16 July 2011

Q: How Many Secrets Does a Man Need to SOLF?

We are talking about communication. Nothing is as easy as sitting together and talking.

But things get difficult when people are living several hundred kilometers apart. Ok, you can use the phone, but that is really to easy. You know what is coming? Right! You can use morse code. But for that you need equipment. And you have to decide which transceiver to buy, better to build.

After the decision had been taken it was time to dig deeper. Yesterday I was reading the preliminary manual of the SOLF. It was a lot to read and I missed the overview. But it was there - in 4 parts.

1. Block diagram with TX Outgoing filterbanks, RX/TX Preselectors, ...

2. Block diagram with 9MHz SSB-Exciter, IF Emplifyer, Filters, ...

3. Block diagram with Controller, Audio-Section, CW Tonedecoder,  ...

1. Block diagram with RX/TX Switching Module, ...

 That looked pretty scary. I had no chance. I had to dig deeper to get an overview about all these different parts which had to be pressed into that little cabin. So here is the list of secrets which lay before me:

VFO with controller and DDS Referenz
  1. LO-Signal -Module
    with 9 VCOs (Colpitts-Oscillator) for each Band, PLL
  2. TX/RX Mixer 
  3. RX crystal filter 1 (can be defined to your pleasure CW and/or SSB)
  4. RX - IF Board
  5. Audio Filter with active Low pass filter and band pass filter, CW-sidetone
  6. CW Tuning aid
  7. Decoupling amplifier for digital processing
  8. Low Frequency amplifier (LM386-4)
  9. SSB-Exciter
  10. Controller for BFO and CW-carrier oscillators 
  11. CW carrier generator
  12. HF RX/TX Switch electronically controlled for QSK
  13. TX Pre-Amplifier
  14. Main Amplifier
  15. 9 MHz IF Decoupling
  16. TX/RX Switching board
  17. RX/TX Preselector
  18. TX Outgoing filters (7 groups)
  19. S-meter 
And have a look at one of the VCOs out of 9 (see above)
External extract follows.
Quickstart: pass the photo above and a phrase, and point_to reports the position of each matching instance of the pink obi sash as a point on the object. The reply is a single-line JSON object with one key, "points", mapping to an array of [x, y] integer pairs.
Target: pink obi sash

But as you may have noticed, I am a man who likes to hear what is going on. So I started to climb up the signal path from behind: the audio section. Of course you are right: The most important thing is: You can only hear what the receiver is capable to catch from the antenna signal. And there is a lot of noise in the air so you have to filter the input in the best way possible, so that there are no mixing products from outside the band in my signal. So what can the SOLF hear? The answer is: He can resolve signals down to  < -135dBm . He can hear more than most receivers can hear. My K2 was measured by the ARRL: -130dBm and with preAmp on 136 dBm. (You will find comparison sheets here (Look for Main Receiver Test Data Comparison Table.)

I am sorry to say: I can not hear the storms on Jupiter.

Wrong, I could hear them if I had a better antenna system.

So if the guys of the SOLF did their math and (I am sure they did it) designed the best possible filtering system for a band, I get the best possible signal. 

On this point things might get easy if there is only one station on the frequency calling CQ. I could just start to talk to the other ham. But normally things are not so easy. If you have a frequency bandwidth of about 2,4 kHz there could be 5 or 10 signals (people) making a hell of a noise. So how do you select that one QRP station whose signal is just a bit over the noise level. First thing you have to narrow the bandwidth. In the manual of the SOLF they described a crystal filter board with 500 Hz and 2,4 kHz. That would not help very much in my situation. But the developers are men who know how to work in a pile up. So you can build a second crystal board and you can build filters as YOU like them: 2400 Hz, 1000 Hz,  500 Hz and 300 Hz. So this is what I will do: I can switch from 2400 down to 300 Hz and have only 3 stations left. 

Now comes the hard part: You have to synchronize the signals with your side tone, so that you are really transceive. And you can pull an additional filter of about 150 Hz. So the morse code from the other station is filtered to the least possible bandwidth. And I hope that the signal is not ringing - I hate this. So the rest is depending on my ears.

So far the design of the SOLF should satisfy my ears.

A: It depends on how you want to count:
  • 19 logical secrets with many tricks and magic bags
  • 29 if you just count the boards
The SOLF is not a mystery to be solved in one afternoon.